Алиби Льва Тарасевича
Хотя документы не сообщают, какой Тарасевич приезжал в Москву вместе с Перекрестом, литература единогласно утверждает, что это был Леонтий Тарасевич. Дело в том, что когда Д.А. Ровинский подготовил к изданию свой первый словарь русских граверов, В. В. Стасов в рецензии 1858 года обратил внимание автора на двух граверов Тарасевичей — Александра и Леонтия. Местом деятельности Александра он назвал Аусбург и Краков, Леонтия — Киев. Исходя из этих данных, Ровинский в поисках гравера Тарасевича, приехавшего с Перекрестом в Москву, остановил свой выбор на Леонтии и включил его в словарь 1870 года. Правда, если бы ученый последовал совету, данному Стасовым в той же рецензии, и обратился к статье А.И. Максимовича, напечатанной в 1850 году в сборнике «Киевлянин», он узнал бы, что, по мнению этого знатока южнорусской книжной старины, Лев Тарасевич до 1690 года работал в Вильно и лишь затем переехал в Киев. Однако Ровинский не учел замечания Максимовича. Публикатор дела Ф. Шакловитого археограф А.Н. Труворов настойчиво подчеркивал, что документы не дают оснований называть безымянного Тарасевича Леонтием.
Неизвестный гравер. Конклюзия Кариона Заулонского. 1693.
В 1920-е годы специалист по украинской книге и графике П.Н. Попов сопоставил мнения Максимовича и Ровинского и привел сведения, подтверждающие, по его мнению, правоту украинского исследователя. Однако в дальнейшем сомнения были отброшены и Леонтий Тарасевич вошел в число русских граверов. Это он был вызван в Москву в 1689 году, и поэтому ему приписывается авторство гравюр, связанных с правлением царевны. Как непреложный факт, подчиняющий себе все остальные сведения о гравере, трактуется поездка в Москву в монографии о Леонтии Тарасевиче. А что если, отрешившись от общепринятого мнения, критически сопоставить все то, что известно о гравере? Документы о Л. Тарасевиче пока еще не выявлены — это дело будущего, и единственным источником, отмечающим вехи его жизненного и творческого пути, являются произведения. Прежде всего требуется уточнить имя гравера. Он подписывался латинскими буквами «LT» или «Leo Tarasewicz», редко «Leo», то есть Лев. Имя Леонтий (Львиный) не встречается ни на одной гравюре художника. Оказывается, Максимович был прав: гравера, о котором идет речь, звали Лео (Лев). В 1680-е годы Леон Тарасевич работает в Вильно. Во второй половине 1680-х его деятельность связана с Академией св. Иисуса. Так же как в Киевской, Московской и других европейских академиях, в Виленской академии проходят диспуты-защиты. Ко дню защиты в академической типографии издаются книжки, включающие тезисы выступлений, печатаются большие гравюры-программы-конклюзии. Вот в этих-то изданиях, всегда точно датированных временем защиты, принимал участие Лев Тарасевич. Так, в июне 1688 года в Академии под руководством Захария Модзалевского состоялась защита бакалавра философии и метафизики Георгия Гринкевича. Защита проходила «под покровительством овеянного славой высокопоставленного господина секретаря казначейства Георгия Лаврентия Земля из Землеслова», и портрет высокого покровителя, гравированный Л. Тарасевичем, был приложен к реферату «Conclusiones ex universa philosophia».
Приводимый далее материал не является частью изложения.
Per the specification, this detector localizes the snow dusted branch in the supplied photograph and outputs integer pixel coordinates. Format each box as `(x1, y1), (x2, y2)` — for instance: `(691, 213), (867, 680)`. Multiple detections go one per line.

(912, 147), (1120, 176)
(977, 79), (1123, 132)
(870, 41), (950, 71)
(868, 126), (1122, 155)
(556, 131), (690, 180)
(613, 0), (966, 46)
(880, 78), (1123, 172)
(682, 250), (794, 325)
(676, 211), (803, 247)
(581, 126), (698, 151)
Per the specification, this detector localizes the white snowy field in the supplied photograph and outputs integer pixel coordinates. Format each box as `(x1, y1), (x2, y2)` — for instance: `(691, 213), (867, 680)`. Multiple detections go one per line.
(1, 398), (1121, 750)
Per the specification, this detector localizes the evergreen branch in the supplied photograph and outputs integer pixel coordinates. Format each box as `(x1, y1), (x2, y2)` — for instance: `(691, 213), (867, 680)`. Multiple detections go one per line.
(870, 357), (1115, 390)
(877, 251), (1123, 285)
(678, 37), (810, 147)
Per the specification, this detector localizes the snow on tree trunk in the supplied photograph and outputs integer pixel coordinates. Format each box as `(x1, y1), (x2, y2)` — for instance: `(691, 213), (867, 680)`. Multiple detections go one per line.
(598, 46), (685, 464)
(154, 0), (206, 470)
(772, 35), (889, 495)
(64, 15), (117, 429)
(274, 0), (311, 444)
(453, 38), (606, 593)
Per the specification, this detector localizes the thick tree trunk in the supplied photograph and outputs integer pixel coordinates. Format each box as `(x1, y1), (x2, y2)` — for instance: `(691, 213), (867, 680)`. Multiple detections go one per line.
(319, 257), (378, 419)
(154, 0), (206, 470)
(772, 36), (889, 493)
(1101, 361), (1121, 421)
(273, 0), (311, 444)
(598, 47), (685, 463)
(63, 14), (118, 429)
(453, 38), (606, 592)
Л. Тарасевич. Конклюзия Р. Олехновича. 1689.
В мае 1689 года к защите Рафаила Михаила Олехновича, состоявшейся под руководством доктора философии Георгия Станиславского, гравирована конклюзия — большой лист с подписью «Leo Tarasewicz sculp» м. И портрет Г. Земли, точно датированный благодаря вновь найденной книжке в собрании РГБ, и «Конклюзия Олехновича» показывают, что летом 1688 — весной 1689 года, в то время, когда Богдановский привез неизвестного Тарасевича из Чернигова в Ахтырку и после исполнения подносной гравюры вместе с ним отправился в Москву, Лев Тарасевич жил и работал в Вильно. Лишь в 1695 году книга с его гравюрами издается в Чернигове. В 1702—1703 годах он гравирует Патерик и другие книги в Лаврской типографии в Киеве, где, вероятно, и умирает после 1703 года. Следует отметить, что и в киевский период гравер продолжал подписываться латинскими буквами «LT», «Leo Tarasewicz».
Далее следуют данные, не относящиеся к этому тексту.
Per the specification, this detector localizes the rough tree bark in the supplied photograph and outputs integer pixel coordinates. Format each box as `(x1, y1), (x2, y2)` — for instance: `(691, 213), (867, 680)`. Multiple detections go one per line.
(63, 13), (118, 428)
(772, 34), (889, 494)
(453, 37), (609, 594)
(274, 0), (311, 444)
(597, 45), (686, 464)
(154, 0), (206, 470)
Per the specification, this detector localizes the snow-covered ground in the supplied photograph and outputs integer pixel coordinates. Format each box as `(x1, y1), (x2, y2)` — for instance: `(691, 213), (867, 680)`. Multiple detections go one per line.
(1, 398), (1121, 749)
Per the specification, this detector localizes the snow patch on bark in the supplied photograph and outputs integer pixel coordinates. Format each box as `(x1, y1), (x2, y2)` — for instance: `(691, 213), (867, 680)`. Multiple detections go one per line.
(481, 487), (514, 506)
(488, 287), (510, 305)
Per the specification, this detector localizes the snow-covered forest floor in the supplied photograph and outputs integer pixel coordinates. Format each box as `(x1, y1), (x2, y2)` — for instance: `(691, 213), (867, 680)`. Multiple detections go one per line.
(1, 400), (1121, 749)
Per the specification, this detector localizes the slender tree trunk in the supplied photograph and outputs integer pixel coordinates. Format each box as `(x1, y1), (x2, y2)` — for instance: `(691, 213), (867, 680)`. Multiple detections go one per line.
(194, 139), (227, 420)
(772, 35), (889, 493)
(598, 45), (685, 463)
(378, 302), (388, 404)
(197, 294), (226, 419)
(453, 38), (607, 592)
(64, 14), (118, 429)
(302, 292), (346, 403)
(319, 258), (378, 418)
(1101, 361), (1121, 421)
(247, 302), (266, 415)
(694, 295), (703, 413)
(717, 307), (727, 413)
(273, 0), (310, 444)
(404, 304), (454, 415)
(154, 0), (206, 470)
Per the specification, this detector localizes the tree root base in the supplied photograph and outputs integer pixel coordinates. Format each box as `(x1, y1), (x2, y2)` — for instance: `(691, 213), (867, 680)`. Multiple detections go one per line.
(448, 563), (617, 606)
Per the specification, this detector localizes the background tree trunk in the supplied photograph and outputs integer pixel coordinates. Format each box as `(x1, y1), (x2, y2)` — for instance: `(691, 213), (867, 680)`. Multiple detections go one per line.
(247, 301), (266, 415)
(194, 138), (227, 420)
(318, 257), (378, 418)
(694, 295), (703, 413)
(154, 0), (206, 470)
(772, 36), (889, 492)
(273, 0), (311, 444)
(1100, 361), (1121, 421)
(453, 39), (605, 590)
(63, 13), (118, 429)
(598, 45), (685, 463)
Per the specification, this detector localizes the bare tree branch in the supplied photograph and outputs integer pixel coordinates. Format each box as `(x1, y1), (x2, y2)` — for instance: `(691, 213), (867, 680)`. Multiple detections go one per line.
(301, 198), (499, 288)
Может быть, Александр Тарасевич?
С тех пор как Д. А. Ровинский включил Леонтия Тарасевича в «Словарь русских граверов», оставив Александра Тарасевича за его рамками, последнего нередко относят к числу польских граверов ’ Между тем А.М. Максимович отметил, что в 1688 году он перебрался из Вильно в Киев Действительно, с конца 1679-го до середины 1680-го года есть множество датированных и подписных гравюр Александра Тарасевича, исполненных в Вильно. В 1684 году книга с его гравюрой издается в Замостье, в 1685 — в Слуцке, в 1686 — в Кракове. Затем след художника пропадает. Д.В. Степовик, считая вслед за А.М. Максимовичем, что в 1688 году Александр Тарасевич перебрался в Киев, приписывает ему гравюры киевских изданий 1688, 1690, 1691 годов. Работа в Киеве в 1688 и 1690 годах не могла помешать Александру Тарасевичу отправиться в Ахтырку и Москву летом 1688 — весной 1689 года. Однако следует подчеркнуть, что нет ни одной киевской гравюры с подписью А. Тарасевича, поэтому его пребывание в эти годы в Киеве остается гипотезой. Портрет, обнаруженный недавно в Варшаве и опубликованный Д.В. Степовиком, пролил новый свет на события 1689 года. На гравюре — знакомый по документам ахтырский полковник Иван Иванович Перекрест. Портрет не только подписан Александром Тарасевичем, но, на наше счастье, имеет дату: 1689 год! Следовательно, Александр Тарасевич именно в это, интересующее нас, время встречался с Перекрестом, был там, где находился энергичный полковник. Место пребывания последнего в злополучном 1689 году хорошо известно: он жил в Ахтырке, дважды выезжая из нее в Москву— ранней весной 1689 года для поднесения гравюры царевне Софье и осенью, чтобы нести за это ответ перед следствием. Русский стихотворный текст «На герб вельможного стольника и полковника» заканчивается так:
«Милостивому добродеви моему от трудов своих вырезанный сей контрфет в дар приношу нижайший слуга Александр Тарасевичъ».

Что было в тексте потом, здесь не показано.